Bruce R A, Hossack H F, Kusumi F, Clarke L J
Am J Cardiol. 1979 Jul;44(1):132-40. doi: 10.1016/0002-9149(79)90262-5.
Noninvasive measurements of maximal oxygen intake and invasive measurement of systemic and pulmonary arterial pressures, arterial and mixed venous oxygen contents and direct Fick cardiac output are reported for 3 healthy men and 14 men with coronary heart disease. Observations were obtained at supine and sitting rest, during graded levels of upright exercise on a treadmill up to symptom-limited maximal effort and in two periods of recovery. The effects of 40 mg of propranolol orally were ascertained by repeating the measurements 1 to 1 1/2 hours later. The most consistent effect of propranolol was reduction of pressure-rate products at all phases; slowing of heart rate was significant only during exercise and recovery, and the greater slowing was accompanied by a significant increase in stroke volume. These changes were similar in patients with and without evidence of left ventricular impairment greater than 15 percent on exercise testing. Maximal oxygen intake decreased in healthy subjects and decreased slightly in patients with coronary heart disease with less than 15 percent left ventricular impairment or percent deviation of pressure-rate product from age-predicted normal values during the control study. Maximal oxygen intake increased in patients with more than 15 percent left ventricular impairment. Arterial-mixed venous oxygen difference increased after propranolol because of a reduction of mixed-venous oxygen content attributed to greater peripheral extraction of oxygen.

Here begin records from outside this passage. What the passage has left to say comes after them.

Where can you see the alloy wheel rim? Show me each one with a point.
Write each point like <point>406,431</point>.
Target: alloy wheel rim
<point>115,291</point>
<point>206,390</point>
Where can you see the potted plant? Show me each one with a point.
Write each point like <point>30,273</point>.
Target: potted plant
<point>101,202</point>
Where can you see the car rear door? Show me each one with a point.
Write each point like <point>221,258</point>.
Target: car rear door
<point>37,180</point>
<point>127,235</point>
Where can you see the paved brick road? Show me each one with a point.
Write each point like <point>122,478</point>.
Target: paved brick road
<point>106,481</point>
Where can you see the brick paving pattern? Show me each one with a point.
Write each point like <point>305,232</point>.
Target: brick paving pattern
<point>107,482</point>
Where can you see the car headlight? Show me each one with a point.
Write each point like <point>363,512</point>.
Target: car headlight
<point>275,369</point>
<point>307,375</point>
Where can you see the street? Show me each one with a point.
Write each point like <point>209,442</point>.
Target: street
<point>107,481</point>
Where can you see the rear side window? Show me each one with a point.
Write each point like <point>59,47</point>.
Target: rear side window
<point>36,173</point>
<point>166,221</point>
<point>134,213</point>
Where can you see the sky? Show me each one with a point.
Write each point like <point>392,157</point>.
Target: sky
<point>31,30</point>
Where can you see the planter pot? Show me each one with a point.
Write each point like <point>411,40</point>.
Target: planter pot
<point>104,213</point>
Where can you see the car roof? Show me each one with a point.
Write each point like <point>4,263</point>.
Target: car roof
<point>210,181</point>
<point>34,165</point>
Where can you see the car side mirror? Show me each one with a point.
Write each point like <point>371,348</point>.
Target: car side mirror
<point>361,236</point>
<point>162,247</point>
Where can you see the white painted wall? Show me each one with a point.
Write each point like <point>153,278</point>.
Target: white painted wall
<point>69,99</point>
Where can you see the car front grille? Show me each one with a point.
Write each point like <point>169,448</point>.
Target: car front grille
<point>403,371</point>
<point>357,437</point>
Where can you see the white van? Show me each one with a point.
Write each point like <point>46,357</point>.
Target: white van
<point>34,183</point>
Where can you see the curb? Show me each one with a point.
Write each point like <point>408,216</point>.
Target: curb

报告了3名健康男性和14名冠心病男性的最大摄氧量无创测量以及体循环和肺动脉压、动脉血和混合静脉血氧含量的有创测量及直接Fick心输出量。观察在仰卧位和坐位休息时、在跑步机上进行分级直立运动直至症状限制的最大努力期间以及两个恢复阶段进行。1至1个半小时后重复测量,以确定口服40毫克普萘洛尔的效果。普萘洛尔最一致的效果是在所有阶段降低压力-心率乘积;心率减慢仅在运动和恢复期间显著,且较大程度的减慢伴随着每搏量的显著增加。在运动试验中左心室功能损害大于15%和无此证据的患者中,这些变化相似。在对照研究期间,健康受试者的最大摄氧量降低,左心室功能损害小于15%或压力-心率乘积与年龄预测正常值偏差百分比的冠心病患者的最大摄氧量略有降低。左心室功能损害大于15%的患者最大摄氧量增加。普萘洛尔治疗后,由于混合静脉血氧含量降低(归因于外周对氧的摄取增加),动脉-混合静脉血氧差增大。